The next step is to run optimizer optimization. Executing this process in TensorFlow consists of two steps:
- The first step is parameter initialization of the variables defined in the graph. The initialization is performed by calling the global_variables_initializer function from TensorFlow:
# Initializing the variables
init = tf$global_variables_initializer()
sess$run(init)
Optimization is performed based on optimizing and monitoring the train and test performance:
costconvergence<-NULL
for (step in 1:1000) {
sess$run(optimizer)
if (step %% 20==0){
costconvergence<-rbind(costconvergence, c(step, sess$run(cost), sess$run(costt)))
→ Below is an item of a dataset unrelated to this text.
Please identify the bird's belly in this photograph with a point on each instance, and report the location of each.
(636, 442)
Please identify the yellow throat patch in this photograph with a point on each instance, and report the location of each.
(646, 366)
cat(step, "-", "Traing Cost ==>", sess$run(cost), " ")
}
}
- The cost function from train and test can be observed to understand convergence of the model, as shown in the following figure:
costconvergence<-data.frame(costconvergence)
colnames(costconvergence)<-c("iter", "train", "test")
plot(costconvergence[, "iter"], costconvergence[, "train"], type = "l", col="blue", xlab = "Iteration", ylab = "MSE")
lines(costconvergence[, "iter"], costconvergence[, "test"], col="red")
legend(500,0.25, c("Train","Test"), lty=c(1,1), lwd=c(2.5,2.5),col=c("blue","red"))
This graph shows that the model major convergence is at around 400 iterations; however, it is still converging at a very slow rate even after 1,000 iterations. The model is stable in both the train and holdout test datasets.